Explain the difference between welding and soldering metals (2 marks)
Welding uses a filler rod of the same metal as the two metals being joined (1), whereas soldering uses a filler metal with a lower melting point than the two parent metals (1).
Describe the basic steps of MIG welding (3 marks)
Award 1 mark per relevant point up to a maximum of 3 marks.
- Clean the metals to be joined.
- Secure them firmly on the bench using a jig or clamps.
- Clamp the ground clamp (cathode) to the piece of metal being welded,
or onto a metal welding table.
Accept: Ensure health and safety procedures are followed.
Practice a weld, check/change the power and then weld.
List three safety factors to consider when MIG welding (3 marks)
Award 1 mark per relevant point up to a maximum of 3 marks
- Use a welding mask/googles to prevent welding arc eye
- Wear protective leather gauntlets and apron
- Keep all skin covered to prevent UV burns
- Wear sturdy shoes to prevent hot metal falling on feet
- Weld in a well-ventilated area to prevent inhaling hazardous fumes
- Use a protective screen to prevent onlookers seeing the arc
Explain the purpose of the shielding gas in a MIG welding gun (2 marks)
To prevent the metal from oxidising (1) as it is heated, and therefore
to prevent causing porosity in the weld (1).
Give two advantages of oxy-acetylene welding over electric arc welding (2 marks)
Award 1 mark per relevant point up to a maximum of 2 marks.
Oxy-acetylene welding does not require electricity (1) and can therefore be used in
remote areas without access to a power source (1).

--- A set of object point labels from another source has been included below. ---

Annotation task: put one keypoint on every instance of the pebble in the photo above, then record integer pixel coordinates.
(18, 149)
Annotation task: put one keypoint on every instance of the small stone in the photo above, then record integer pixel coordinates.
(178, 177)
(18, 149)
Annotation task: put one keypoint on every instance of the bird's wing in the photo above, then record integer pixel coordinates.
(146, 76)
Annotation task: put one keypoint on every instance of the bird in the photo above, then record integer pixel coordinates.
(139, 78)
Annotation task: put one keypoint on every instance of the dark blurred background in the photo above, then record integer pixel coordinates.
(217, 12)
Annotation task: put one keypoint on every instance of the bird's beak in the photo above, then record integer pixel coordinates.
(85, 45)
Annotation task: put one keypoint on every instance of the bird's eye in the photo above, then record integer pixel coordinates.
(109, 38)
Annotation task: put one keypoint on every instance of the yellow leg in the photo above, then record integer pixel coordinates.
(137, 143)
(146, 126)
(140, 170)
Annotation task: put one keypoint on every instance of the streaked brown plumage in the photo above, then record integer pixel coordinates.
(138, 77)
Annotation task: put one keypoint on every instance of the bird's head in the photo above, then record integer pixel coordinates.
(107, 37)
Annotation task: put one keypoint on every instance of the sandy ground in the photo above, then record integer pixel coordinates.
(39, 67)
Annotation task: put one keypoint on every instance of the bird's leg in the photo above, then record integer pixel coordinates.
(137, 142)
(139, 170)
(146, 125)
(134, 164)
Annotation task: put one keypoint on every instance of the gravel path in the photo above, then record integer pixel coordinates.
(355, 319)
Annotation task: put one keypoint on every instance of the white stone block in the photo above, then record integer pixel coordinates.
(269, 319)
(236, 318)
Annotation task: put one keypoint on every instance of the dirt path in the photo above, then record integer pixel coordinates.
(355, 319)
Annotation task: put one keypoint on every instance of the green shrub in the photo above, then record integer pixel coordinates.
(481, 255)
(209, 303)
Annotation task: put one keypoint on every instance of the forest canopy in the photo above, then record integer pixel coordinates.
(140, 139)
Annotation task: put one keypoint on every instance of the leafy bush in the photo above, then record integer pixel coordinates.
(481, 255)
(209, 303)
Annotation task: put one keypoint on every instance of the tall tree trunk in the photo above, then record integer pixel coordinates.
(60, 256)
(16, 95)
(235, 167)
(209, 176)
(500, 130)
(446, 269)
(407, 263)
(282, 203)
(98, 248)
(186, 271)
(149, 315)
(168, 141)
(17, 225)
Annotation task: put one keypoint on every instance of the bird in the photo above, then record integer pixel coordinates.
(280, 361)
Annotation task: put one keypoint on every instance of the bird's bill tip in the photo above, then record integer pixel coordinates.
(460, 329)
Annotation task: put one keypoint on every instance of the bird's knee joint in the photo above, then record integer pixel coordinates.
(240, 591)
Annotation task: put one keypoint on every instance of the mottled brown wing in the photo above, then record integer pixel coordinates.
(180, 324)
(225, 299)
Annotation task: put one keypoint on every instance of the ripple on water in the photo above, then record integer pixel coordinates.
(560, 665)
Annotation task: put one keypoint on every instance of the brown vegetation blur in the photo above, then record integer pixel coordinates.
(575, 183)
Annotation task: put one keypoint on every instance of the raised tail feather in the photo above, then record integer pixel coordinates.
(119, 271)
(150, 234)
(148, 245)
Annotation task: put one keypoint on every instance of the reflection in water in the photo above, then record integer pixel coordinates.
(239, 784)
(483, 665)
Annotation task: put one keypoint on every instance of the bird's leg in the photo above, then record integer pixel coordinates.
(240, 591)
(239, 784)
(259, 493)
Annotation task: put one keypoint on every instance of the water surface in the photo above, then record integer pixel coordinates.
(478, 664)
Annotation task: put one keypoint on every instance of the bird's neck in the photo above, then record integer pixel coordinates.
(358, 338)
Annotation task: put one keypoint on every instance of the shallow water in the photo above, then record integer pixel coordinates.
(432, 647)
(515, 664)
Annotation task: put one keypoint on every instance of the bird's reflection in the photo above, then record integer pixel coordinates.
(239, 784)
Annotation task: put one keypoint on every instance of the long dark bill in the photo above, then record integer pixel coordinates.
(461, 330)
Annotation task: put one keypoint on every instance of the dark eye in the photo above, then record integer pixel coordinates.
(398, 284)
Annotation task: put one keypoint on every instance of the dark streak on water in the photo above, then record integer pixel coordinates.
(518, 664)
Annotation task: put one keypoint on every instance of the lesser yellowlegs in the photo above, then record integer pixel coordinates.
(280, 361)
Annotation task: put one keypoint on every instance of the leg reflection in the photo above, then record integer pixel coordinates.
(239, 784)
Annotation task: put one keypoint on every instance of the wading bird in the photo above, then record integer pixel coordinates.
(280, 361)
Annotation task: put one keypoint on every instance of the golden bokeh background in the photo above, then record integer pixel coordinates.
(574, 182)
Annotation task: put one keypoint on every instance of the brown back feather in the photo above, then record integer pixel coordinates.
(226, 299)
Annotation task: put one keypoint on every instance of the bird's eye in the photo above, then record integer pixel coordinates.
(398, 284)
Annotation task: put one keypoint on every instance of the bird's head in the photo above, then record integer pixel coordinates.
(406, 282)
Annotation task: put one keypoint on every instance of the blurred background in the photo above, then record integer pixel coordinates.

The temperature of the flame
can be adjusted (1) so it can also cut through metal (1) or be used for brazing two
dissimilar metals together (1).
Evaluate the use of TIG welding against MIG welding in car body construction (6 marks)
- MIG welding can weld thicker metals faster than TIG welding, resulting in more car bodies being produced saving time and keeping costs low.
- MIG welding requires less skill and accuracy than TIG welding making it easier and less time consuming to train labourers, or programme robotic arms, keeping set-up costs lower than TIG welding.
- MIG welding can produce spatter where the wire electrode does not fuse with the weld pool, which can result in a weaker weld.
- MIG welding is a less precise process than TIG welding and therefore more material could be wasted, and weight added to the vehicle reducing fuel efficiency.
- TIG welding produces a more accurate and smaller weld seam, therefore if aesthetics is important to the manufacturer TIG welding could be seen as the preferable option.
- TIG welding is often the preferred option to use on thin gauge metals as there is a smaller weld pool, consequently it could be used to keep weight of the car body to a minimum increasing fuel efficiency.
- Whilst TIG welding is very precise it is also slower than MIG welding and could increase time and production costs.
- In manual TIG welding both hands and a foot are required to operate the machinery requiring high levels of skill and concentration. This could result in labourers needing to take more frequent breaks, or inaccuracies in the welding process reducing the quality of manufacture.
- TIG welding gives the operator greater control, therefore less material would be wasted in the process than TIG welding, reducing the waste of material resources and saving costs in the long term.
Explain why complex metal components such as engine blocks are often CNC milled (6 marks)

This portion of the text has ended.